My eyes veer down to meet him and I fight hard not to stare, not to stumble on the first words I say to him. But just seeing him in the flesh makes this all too real.
“Who are you?” he chimes in first, breaking me from my frozen state as I see Lydia come around the corner and my eyes veer up to hers. And the sight of her has me blinking back my emotions again. Exhaustion is present on her features, but more mental exhaustion than anything. She looks different than I remember, but also the same—although I was in such a warped state of mind the last time I saw her that it’s hard to sa
y exactly what I remember.
“Hi,” I finally croak out as Lydia steps up behind Nolan, pressing her hand on his shoulder.
“Nolan, this is Wes. He came here to see us today.”
“Why?” Nolan asks, his face scrunching up with confusion.
“I, uh—” I stumble before clearing my throat and finding my resolve. “I’ve been in contact with your mom and there is something I wanted to discuss with you. Can I come in?”
His eyes narrow further into two slits before he moves out of the way and gives me enough room to enter the house—just a sliver of space and hope that I’m headed in the right direction.
Chapter 15
Shayla
It’s the first day of class and the normal jitters are there. But there’s also something else in my life now that’s making my body feel like electricity is running through my veins.
Wes.
Wes’s smile. Wes’s hands. Wes’s cock. Wes’s heart.
I’m on the most euphoric high on my life after this weekend on the yacht, and I swear, nothing is going to bring me down today.
I hit the shore earlier than normal since I had a hard time sleeping and push myself to go for an extra mile today on my run to burn off this energy. The crisp ocean air hits my face and my legs pump so effortlessly that I feel like I’m flying.

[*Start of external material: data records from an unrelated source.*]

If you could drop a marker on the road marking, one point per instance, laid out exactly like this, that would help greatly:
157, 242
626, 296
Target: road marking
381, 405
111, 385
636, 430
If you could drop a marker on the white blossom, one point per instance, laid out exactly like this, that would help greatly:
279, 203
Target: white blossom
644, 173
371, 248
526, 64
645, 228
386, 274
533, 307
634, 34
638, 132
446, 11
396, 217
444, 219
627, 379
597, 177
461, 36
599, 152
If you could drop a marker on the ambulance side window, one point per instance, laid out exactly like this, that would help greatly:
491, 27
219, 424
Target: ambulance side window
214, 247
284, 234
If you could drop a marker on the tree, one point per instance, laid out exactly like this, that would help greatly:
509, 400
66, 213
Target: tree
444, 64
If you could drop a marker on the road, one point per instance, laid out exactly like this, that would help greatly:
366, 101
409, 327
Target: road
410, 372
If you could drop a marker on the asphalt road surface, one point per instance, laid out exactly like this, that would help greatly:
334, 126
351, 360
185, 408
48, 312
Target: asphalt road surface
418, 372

One of my favorite parts of running on the beach is watching how the color of the water changes as the sun moves higher in the sky. There’s parts that appear white depending on the angle, and then within seconds you’re looking at a deep ocean blue. Stay out late enough and a turquoise hue will transform. It’s truly stunning.
A woman and her golden retriever pass me, and I find myself smiling back at the dog as he travels alongside his owner, his tongue flopping out of the side of his mouth is pure joy. For a moment, I recall that being transfixed by a dog is exactly how I ended up running straight into Wes, and then my thoughts veer back to him instantaneously.
Is this what dating feels like? The addictive feeling of getting to know someone new and experiencing firsts with them? The constant rush of adrenaline that courses through you when your brain shifts to thoughts of them? The difficult task of concentrating on anything else because you’re so enamored and you can’t wait to see the other person again?